When I teach shortest paths in my undergraduate algorithms classes, the methods I consider most important (in roughly that order) are breadth first search, Dijkstra's algorithm, A*, the linear time DAG shortest path algorithm (section 24.2 of CLRS), and Bellman-Ford. Every self-respecting computer scientist knows the first two, but it came as a bit of a shock to me to discover that very few of our incoming graduate students had even heard of A*.

Perhaps their ignorance should have been unsurprising: there's very little to say from the algorithms-analysis point of view about A*, so it often doesn't get covered in algorithms classes, and it's mentioned neither in the algorithms text I use (Goodrich and Tamassia's Algorithm Design) nor in the popular Introduction to Algorithms by Cormen et al. It's often considered an AI technique, but it may not get mentioned in many artificial intelligence classes either, because it's not knowledge representation or probabilistic reasoning or whatever else current AI researchers are generally interested in.

If you do ask someone who has heard of A* what it is, I think the answer you'll most often get is that it's a graph searching algorithm, similar to Dijkstra but more complicated. And if you're lucky they might also tell you that it's faster than Dijkstra. If you haven't heard of A* but read the Wikipedia article on it, you'll get the same impression of a more complicated version of Dijkstra, without even any explanation of why you'd want to use it. But that's not my current view of A*: I don't see it as an algorithm, but as a preconditioner that changes the weights of a graph to allow other algorithms (such as Dijkstra) to run faster. I think this view is not only simpler (if you already understand Dijkstra) and more general, but also more intuitive explanation for why A* is a good idea and when it would be appropriate to use it. So, what I'd like to do in the rest of this post is to explain this point of view.

### Reweighting schemes

Dijkstra's algorithm, applied to the problem of finding a shortest path from a given start vertex to a given goal vertex that are at distance $$D$$ from each other, will end up examining all vertices within distance $$D$$ of the start. Geometrically, we can visualize this by drawing a circle, centered at the start with the shortest path to the goal as its radius; the algorithm will search everything inside the circle. The part that it searches along the actual shortest path is necessary, but everything else is wasted work. The basic idea of A* is to change the distances in the graph in such a way that the shortest paths remain unchanged, but so that vertices that aren't on the shortest path appear farther from the start, causing fewer vertices to be expanded. The changed distances cause the "circle" to be distorted, in a way that (we hope) makes it smaller. To change the edge lengths, suppose we have a real number $$f(v)$$ for every vertex $$v$$ of a directed graph.
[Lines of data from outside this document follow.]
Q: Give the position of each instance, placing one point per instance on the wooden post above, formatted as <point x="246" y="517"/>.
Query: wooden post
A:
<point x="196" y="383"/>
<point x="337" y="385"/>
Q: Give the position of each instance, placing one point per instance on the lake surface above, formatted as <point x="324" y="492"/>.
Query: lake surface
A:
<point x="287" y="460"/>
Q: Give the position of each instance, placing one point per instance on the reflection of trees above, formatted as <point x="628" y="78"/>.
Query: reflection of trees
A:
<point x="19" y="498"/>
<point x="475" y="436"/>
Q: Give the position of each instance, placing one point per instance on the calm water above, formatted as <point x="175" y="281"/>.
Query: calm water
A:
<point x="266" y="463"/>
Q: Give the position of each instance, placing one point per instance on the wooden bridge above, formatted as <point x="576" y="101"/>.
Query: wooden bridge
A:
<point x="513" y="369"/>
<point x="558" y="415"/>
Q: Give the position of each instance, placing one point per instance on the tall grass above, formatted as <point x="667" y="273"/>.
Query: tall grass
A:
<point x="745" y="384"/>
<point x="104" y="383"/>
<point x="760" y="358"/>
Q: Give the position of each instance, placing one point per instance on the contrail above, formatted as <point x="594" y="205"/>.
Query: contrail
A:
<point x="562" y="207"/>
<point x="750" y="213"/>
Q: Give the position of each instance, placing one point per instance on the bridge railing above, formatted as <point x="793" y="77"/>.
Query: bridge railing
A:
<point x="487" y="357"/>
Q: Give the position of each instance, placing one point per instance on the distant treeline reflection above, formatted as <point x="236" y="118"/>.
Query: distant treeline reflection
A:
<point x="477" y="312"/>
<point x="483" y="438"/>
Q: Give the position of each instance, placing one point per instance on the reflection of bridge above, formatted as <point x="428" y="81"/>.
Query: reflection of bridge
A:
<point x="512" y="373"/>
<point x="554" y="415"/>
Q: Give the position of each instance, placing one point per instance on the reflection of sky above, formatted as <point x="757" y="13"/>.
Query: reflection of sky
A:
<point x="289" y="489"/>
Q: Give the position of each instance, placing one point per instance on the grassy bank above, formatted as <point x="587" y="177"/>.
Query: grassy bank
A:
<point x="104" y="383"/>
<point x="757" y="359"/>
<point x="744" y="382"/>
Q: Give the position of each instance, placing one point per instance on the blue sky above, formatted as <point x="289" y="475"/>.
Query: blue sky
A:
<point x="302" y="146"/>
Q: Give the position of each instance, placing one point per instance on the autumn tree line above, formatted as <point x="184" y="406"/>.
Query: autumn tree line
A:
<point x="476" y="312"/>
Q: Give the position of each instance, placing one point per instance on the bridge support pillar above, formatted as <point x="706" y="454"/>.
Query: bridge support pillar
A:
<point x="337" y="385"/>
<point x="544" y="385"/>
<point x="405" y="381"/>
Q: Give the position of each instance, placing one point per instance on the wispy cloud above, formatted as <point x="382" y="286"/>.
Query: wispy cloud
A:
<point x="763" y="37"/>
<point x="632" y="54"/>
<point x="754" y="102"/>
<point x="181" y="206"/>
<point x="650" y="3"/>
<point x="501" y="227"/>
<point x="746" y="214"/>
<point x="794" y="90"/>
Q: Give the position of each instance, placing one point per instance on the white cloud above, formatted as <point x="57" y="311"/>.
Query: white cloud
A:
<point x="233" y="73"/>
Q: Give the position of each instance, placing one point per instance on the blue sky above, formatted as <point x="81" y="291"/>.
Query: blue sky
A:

Replace the edge length $$L_{u,v}$$ of an edge $$(u,v)$$ by the new length $L^*_{u,v} = L_{u,v} - f(u) + f(v),$ and use these new lengths to measure the distances $$d^*(u,v)$$ between pairs of vertices. The same construction applies to an undirected graph, by replacing each undirected edge $$\{u,v\}$$ by two directed edges $$(u,v)$$ and $$(v,u)$$ prior to reweighting.

If a path from $$u$$ to $$v$$ has length $$p$$ in the original graph, it will have length $$p^* = p-f(u)+f(v)$$ in the reweighted graph; the weights at the vertices in the interior of the path contribute positively to one edge of the path and negatively to another edge, and these two contributions cancel out, leaving contributions only from the weights at the path endpoints. Therefore, if we compare any two paths between the same two vertices, the comparison is the same as if we did it in the original graph; shortest paths remain shortest paths.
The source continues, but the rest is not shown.